Antidepressant Medication Use in Pregnancy

Barbara Hackley, CNM, MSN


J Midwifery Womens Health. 2010;55(2):90-100. 

In This Article


During pregnancy, a health care provider will generally need to manage two different clinical scenarios: 1) starting medications, either for a woman with new-onset depression or for a woman experiencing a relapse of depression, or 2) management of a woman with current depression who is already receiving antidepressants.
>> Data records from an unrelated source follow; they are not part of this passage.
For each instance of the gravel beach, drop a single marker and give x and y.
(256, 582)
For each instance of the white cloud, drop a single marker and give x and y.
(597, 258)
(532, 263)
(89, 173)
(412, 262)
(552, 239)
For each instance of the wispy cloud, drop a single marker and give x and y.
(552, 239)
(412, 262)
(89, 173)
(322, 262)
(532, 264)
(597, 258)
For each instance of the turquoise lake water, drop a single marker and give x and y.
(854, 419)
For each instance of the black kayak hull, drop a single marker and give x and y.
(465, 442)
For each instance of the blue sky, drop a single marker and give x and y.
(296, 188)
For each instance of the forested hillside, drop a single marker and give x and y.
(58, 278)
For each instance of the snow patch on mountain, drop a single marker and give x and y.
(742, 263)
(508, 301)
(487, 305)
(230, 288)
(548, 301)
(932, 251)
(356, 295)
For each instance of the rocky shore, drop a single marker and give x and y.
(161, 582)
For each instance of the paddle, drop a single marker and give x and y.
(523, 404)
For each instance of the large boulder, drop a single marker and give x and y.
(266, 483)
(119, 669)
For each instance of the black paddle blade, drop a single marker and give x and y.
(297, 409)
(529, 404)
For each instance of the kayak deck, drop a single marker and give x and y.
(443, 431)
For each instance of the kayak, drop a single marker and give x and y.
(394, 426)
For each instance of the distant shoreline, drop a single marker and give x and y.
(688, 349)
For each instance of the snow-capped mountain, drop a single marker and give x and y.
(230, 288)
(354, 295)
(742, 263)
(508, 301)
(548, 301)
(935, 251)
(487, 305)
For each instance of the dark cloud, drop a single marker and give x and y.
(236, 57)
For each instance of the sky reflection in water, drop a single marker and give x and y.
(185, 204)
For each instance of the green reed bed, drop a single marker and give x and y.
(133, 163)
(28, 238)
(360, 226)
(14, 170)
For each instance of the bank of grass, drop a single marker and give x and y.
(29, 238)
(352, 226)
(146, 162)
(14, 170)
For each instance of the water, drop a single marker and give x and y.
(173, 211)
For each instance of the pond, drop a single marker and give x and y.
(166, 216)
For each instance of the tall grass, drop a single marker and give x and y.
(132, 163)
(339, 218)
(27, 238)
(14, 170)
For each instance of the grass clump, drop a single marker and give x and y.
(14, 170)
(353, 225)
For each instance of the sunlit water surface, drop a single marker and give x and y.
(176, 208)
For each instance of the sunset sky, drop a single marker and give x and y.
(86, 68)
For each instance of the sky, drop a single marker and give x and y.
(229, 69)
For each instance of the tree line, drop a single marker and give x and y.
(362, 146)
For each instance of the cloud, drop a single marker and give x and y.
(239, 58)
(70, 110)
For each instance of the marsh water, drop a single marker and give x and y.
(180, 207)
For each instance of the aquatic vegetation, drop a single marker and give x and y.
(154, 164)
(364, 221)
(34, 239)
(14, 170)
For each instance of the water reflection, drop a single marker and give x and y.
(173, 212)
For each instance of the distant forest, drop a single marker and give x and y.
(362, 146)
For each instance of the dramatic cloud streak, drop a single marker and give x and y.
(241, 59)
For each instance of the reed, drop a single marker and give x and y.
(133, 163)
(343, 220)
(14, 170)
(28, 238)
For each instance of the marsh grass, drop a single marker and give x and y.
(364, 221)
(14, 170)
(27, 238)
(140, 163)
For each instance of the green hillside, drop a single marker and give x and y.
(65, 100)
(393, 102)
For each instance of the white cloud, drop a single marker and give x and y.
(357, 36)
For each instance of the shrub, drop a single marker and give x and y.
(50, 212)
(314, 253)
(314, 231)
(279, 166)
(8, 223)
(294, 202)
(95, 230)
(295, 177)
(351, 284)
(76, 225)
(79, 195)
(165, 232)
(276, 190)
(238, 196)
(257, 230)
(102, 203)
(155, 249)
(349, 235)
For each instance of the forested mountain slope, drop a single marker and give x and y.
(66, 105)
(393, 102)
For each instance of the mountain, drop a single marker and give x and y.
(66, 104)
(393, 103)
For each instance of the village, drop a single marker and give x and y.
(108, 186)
In each of these cases, the provider will need to confirm the diagnosis, assess the acuity of the situation, identify any comorbidity that may complicate management, and decide on a treatment plan. After an in-depth discussion of available options, a woman may choose to use antidepressants, receive counseling, or use a combination of both modalities. She may also decide to have some or all of her care managed by her provider, or she may prefer to be referred to a mental health specialist. Providers should carefully evaluate women for other coexisting medical conditions, drug use, or psychiatric conditions that can mimic depression or complicate management when considering treatment options and before initiating antidepressants. Because the principles of management are similar in pregnant and nonpregnant women, and because the management of depression for nonpregnant women was covered in a recent article,[10] the discussion here will primarily focus on the medication management specifically for pregnant and lactating women. Readers interested in a description of SSRIs and their side effect profiles and dosages are referred to that article.[10]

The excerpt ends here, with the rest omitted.